TRPML1-mediated Modulation of Dense-core Granules Tunes Functional Potential in NK Cells

Inhibitory signaling during natural killer (NK) cell education translates into increased responsiveness to activation; however the intracellular basis for functional tuning by inhibitory receptors remains unclear. We found that NK cells expressing self-MHC specific inhibitory killer cell immunoglobulin-like receptors (KIR) show a greater accumulation of dense-core secretory granules, converged closer to the centrosome in resting NK cells, which are released upon recognition of target cells. This discrete morphological phenotype persists in self-KIR+ NK cells independently of transcriptional programs that regulate metabolism and granule biogenesis and indicates an intrinsic role for lysosomal homeostasis in NK cell education.

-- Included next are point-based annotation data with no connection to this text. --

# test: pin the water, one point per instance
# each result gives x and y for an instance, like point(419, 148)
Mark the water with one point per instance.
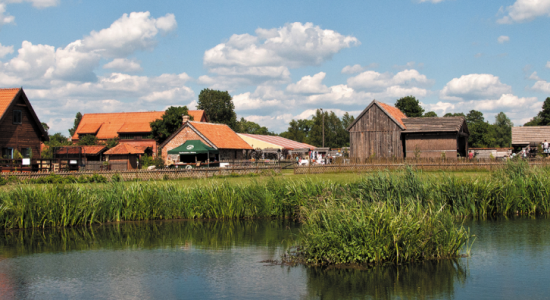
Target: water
point(221, 259)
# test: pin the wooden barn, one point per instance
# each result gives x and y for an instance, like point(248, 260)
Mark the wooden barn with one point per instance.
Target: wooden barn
point(376, 132)
point(20, 128)
point(383, 131)
point(445, 137)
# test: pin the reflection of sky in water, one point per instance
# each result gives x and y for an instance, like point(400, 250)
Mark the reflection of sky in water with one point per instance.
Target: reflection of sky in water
point(511, 260)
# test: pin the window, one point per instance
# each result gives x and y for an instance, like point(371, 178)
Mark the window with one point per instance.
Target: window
point(26, 152)
point(17, 117)
point(7, 153)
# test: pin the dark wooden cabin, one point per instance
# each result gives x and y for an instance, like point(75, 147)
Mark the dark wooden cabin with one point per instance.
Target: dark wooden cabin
point(376, 132)
point(20, 128)
point(436, 137)
point(383, 131)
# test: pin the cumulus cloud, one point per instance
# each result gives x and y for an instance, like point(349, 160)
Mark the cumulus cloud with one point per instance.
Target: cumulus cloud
point(309, 85)
point(378, 81)
point(503, 39)
point(123, 65)
point(474, 86)
point(524, 11)
point(268, 55)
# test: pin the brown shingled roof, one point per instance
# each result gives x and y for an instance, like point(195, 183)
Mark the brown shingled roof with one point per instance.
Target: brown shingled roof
point(6, 97)
point(127, 122)
point(434, 124)
point(220, 135)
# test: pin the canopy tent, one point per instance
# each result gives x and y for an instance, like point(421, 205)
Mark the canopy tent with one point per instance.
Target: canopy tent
point(193, 147)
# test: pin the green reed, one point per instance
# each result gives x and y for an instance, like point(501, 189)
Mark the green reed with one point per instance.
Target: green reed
point(517, 189)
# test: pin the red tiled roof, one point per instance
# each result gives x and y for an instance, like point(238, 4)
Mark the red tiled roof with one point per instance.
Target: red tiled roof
point(128, 122)
point(89, 128)
point(125, 148)
point(6, 97)
point(86, 150)
point(135, 127)
point(221, 135)
point(280, 141)
point(394, 112)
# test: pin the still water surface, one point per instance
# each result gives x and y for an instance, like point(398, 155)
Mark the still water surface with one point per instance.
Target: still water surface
point(221, 259)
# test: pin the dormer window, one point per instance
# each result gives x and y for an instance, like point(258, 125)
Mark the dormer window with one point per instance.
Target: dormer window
point(17, 117)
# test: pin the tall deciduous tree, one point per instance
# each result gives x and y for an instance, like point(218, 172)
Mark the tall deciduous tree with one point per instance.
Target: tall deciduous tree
point(171, 121)
point(77, 119)
point(410, 107)
point(218, 106)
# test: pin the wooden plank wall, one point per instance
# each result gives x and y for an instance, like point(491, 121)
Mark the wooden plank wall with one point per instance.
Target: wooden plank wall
point(375, 134)
point(431, 145)
point(19, 136)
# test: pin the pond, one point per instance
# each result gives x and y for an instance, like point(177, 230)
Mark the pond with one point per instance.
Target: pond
point(223, 259)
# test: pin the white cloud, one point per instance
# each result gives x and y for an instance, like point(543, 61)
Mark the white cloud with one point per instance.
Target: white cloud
point(309, 85)
point(5, 50)
point(524, 11)
point(352, 69)
point(377, 81)
point(123, 65)
point(4, 17)
point(503, 39)
point(128, 34)
point(474, 86)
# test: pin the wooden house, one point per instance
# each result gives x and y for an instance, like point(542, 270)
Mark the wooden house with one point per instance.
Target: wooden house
point(383, 131)
point(20, 128)
point(376, 132)
point(130, 127)
point(217, 136)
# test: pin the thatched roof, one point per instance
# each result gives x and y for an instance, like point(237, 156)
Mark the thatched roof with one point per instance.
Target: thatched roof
point(525, 135)
point(435, 124)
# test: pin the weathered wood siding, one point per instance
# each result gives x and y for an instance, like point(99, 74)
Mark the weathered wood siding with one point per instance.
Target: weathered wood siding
point(19, 136)
point(431, 145)
point(375, 134)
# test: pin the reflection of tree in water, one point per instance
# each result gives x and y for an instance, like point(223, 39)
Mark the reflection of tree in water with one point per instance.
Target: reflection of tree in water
point(431, 279)
point(183, 235)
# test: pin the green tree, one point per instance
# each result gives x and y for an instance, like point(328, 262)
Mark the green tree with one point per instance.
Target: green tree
point(171, 121)
point(87, 140)
point(77, 120)
point(410, 107)
point(454, 115)
point(244, 126)
point(218, 106)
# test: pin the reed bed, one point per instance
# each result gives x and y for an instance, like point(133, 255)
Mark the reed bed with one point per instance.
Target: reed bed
point(516, 189)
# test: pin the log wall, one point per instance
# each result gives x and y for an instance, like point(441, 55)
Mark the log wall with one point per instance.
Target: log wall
point(375, 134)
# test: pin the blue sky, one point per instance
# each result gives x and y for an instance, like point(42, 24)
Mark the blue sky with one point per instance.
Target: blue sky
point(279, 59)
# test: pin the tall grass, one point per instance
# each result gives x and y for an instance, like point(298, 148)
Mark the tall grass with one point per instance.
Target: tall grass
point(517, 189)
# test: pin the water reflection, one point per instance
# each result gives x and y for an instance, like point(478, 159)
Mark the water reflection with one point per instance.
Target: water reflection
point(433, 279)
point(216, 259)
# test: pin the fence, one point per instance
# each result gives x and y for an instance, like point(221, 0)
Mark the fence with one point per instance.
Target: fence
point(162, 174)
point(420, 164)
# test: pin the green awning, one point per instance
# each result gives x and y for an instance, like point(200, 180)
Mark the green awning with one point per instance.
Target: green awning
point(193, 147)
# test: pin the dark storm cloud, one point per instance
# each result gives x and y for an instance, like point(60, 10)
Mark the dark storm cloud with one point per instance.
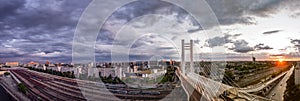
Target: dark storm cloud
point(241, 46)
point(296, 43)
point(220, 41)
point(30, 27)
point(46, 26)
point(262, 47)
point(272, 32)
point(9, 7)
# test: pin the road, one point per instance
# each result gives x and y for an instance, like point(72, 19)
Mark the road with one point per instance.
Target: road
point(4, 96)
point(49, 87)
point(278, 91)
point(263, 85)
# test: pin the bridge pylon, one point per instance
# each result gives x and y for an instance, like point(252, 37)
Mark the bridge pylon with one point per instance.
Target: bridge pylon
point(187, 46)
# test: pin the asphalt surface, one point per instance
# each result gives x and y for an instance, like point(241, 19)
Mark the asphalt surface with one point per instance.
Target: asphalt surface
point(4, 96)
point(278, 91)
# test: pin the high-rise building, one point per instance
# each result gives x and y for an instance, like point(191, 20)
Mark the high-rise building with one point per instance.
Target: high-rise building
point(297, 74)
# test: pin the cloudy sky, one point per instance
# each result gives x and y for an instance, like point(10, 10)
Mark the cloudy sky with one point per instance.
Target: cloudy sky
point(40, 30)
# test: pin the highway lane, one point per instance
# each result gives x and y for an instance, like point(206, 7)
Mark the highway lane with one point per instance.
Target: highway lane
point(278, 91)
point(4, 96)
point(56, 87)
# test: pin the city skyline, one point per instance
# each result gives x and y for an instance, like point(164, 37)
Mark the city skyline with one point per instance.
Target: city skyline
point(32, 31)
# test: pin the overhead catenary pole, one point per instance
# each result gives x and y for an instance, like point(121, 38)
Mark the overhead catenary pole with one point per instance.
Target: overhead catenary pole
point(182, 57)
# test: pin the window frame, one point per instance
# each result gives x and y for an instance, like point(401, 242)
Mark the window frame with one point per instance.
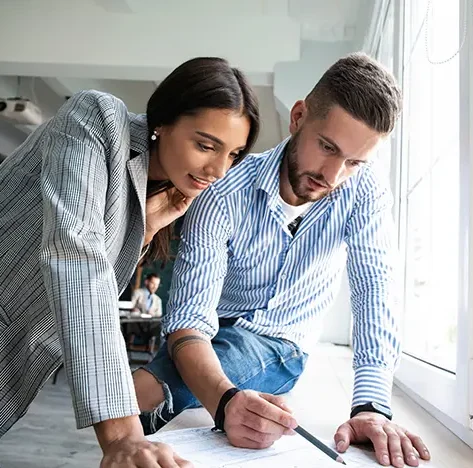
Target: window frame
point(447, 396)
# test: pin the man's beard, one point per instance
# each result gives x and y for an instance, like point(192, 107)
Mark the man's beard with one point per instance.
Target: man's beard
point(295, 176)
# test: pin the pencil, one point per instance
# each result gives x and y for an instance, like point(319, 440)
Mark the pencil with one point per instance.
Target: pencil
point(321, 446)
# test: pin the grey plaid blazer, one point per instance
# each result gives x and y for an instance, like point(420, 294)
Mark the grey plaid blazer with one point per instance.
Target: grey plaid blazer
point(71, 231)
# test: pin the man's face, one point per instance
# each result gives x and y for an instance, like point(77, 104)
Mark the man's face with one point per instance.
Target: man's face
point(152, 285)
point(322, 154)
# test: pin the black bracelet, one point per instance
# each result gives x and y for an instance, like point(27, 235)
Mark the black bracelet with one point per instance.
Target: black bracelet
point(220, 413)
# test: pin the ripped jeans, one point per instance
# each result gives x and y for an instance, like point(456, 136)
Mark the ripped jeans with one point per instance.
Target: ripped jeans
point(250, 361)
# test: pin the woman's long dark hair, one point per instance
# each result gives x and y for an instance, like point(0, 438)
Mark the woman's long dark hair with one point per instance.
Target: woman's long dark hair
point(198, 84)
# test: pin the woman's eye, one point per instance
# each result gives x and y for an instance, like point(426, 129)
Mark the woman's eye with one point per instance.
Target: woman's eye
point(205, 147)
point(355, 163)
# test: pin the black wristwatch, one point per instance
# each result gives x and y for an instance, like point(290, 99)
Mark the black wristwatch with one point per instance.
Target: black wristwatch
point(372, 407)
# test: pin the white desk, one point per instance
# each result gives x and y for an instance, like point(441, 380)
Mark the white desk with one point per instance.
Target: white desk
point(321, 402)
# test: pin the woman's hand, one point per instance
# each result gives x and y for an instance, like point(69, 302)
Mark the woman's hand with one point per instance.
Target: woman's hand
point(164, 208)
point(142, 454)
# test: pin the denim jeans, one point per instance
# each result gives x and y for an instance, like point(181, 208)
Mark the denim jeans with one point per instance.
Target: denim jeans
point(250, 361)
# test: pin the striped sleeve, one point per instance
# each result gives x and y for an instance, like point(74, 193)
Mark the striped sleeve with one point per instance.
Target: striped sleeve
point(371, 274)
point(79, 278)
point(200, 267)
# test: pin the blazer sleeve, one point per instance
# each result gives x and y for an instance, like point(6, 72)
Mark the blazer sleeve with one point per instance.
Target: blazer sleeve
point(79, 278)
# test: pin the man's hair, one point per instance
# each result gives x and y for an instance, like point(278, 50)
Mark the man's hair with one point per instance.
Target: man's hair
point(151, 276)
point(363, 88)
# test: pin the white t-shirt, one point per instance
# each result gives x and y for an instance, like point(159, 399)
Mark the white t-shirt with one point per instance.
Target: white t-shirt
point(292, 212)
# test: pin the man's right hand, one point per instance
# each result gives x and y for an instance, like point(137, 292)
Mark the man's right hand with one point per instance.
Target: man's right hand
point(129, 453)
point(256, 420)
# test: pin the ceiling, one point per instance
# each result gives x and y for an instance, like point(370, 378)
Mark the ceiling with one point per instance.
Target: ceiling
point(126, 47)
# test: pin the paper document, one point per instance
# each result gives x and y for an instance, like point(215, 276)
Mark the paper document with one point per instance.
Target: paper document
point(212, 450)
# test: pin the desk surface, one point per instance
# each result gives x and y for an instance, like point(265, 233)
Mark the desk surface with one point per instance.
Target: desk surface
point(321, 402)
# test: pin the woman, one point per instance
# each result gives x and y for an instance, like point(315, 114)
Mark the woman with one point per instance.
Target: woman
point(81, 201)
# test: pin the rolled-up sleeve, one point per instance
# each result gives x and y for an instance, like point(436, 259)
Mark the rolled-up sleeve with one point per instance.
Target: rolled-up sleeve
point(79, 278)
point(200, 267)
point(372, 276)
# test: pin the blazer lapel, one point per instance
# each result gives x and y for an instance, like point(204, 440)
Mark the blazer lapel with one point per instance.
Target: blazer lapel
point(138, 170)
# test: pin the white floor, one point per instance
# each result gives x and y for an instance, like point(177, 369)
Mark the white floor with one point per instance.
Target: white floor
point(46, 437)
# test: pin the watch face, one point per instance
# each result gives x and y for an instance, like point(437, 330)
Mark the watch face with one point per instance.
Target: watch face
point(382, 409)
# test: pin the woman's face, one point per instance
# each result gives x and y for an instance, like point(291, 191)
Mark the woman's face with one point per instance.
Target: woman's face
point(197, 150)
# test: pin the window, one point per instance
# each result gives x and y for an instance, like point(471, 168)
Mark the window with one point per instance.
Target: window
point(432, 185)
point(431, 156)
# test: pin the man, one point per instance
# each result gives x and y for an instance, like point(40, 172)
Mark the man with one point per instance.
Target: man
point(145, 300)
point(259, 261)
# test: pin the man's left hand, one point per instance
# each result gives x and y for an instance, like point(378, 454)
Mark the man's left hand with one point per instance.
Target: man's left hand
point(393, 444)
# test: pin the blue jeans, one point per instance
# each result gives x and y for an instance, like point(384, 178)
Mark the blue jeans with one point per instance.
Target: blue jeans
point(250, 361)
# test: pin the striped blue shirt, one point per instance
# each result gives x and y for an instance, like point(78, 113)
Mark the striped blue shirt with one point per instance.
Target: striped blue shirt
point(237, 258)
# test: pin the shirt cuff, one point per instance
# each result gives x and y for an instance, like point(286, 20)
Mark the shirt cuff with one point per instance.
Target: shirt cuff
point(372, 384)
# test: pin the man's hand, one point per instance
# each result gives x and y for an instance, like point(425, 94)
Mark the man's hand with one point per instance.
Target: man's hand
point(255, 420)
point(129, 453)
point(393, 444)
point(164, 208)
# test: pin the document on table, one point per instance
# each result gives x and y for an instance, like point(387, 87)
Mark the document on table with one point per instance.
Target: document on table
point(208, 449)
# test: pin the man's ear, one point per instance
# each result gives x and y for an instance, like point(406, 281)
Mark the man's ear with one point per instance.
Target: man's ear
point(298, 115)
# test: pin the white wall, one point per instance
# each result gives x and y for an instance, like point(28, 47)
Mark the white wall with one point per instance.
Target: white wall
point(10, 138)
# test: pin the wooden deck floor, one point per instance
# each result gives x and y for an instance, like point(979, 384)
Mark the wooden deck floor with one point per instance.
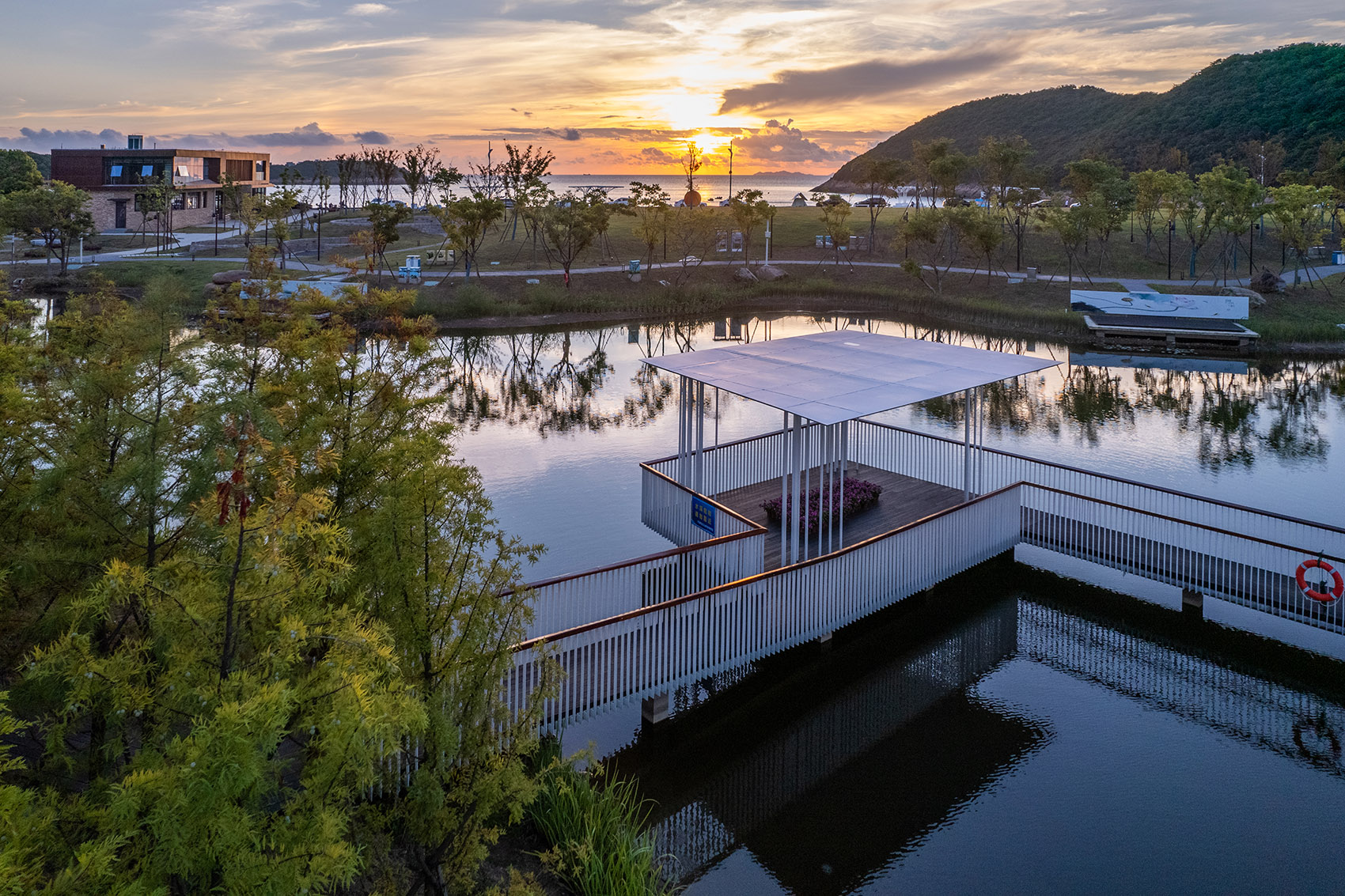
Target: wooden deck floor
point(904, 499)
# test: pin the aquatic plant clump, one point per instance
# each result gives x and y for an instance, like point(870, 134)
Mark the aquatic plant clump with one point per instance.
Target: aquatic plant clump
point(858, 494)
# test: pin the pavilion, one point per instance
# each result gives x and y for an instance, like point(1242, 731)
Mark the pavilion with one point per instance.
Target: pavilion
point(822, 382)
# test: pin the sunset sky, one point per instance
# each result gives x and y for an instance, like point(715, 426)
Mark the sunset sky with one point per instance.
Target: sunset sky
point(607, 85)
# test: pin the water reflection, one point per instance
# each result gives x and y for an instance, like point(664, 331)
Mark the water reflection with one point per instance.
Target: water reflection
point(559, 420)
point(835, 778)
point(1231, 410)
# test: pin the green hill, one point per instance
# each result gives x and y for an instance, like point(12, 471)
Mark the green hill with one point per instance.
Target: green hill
point(1294, 94)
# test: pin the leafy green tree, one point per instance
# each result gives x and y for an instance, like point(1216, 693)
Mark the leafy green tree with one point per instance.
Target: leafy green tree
point(835, 213)
point(1154, 191)
point(1004, 164)
point(57, 213)
point(570, 225)
point(420, 164)
point(17, 171)
point(1071, 226)
point(653, 205)
point(1297, 210)
point(466, 224)
point(934, 237)
point(280, 618)
point(881, 178)
point(1235, 197)
point(749, 211)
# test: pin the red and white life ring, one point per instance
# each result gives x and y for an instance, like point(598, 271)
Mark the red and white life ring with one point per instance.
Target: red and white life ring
point(1329, 596)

Upon activation, interference of signaling from acidic Ca2+ stores reduced both target-specific Ca2+-flux, degranulation and cytokine production. Furthermore, inhibition of PI(3,5)P2 synthesis or genetic silencing of the PI(3,5)P2-regulated lysosomal Ca2+-channel TRPML1 in primary NK cells led to an increase in granular load and enhanced functional potential. These results suggest a model where continuous unopposed signaling through activating receptors render NK cells hypofunctional through TRPML1-mediated modulation of acidic Ca2+ stores.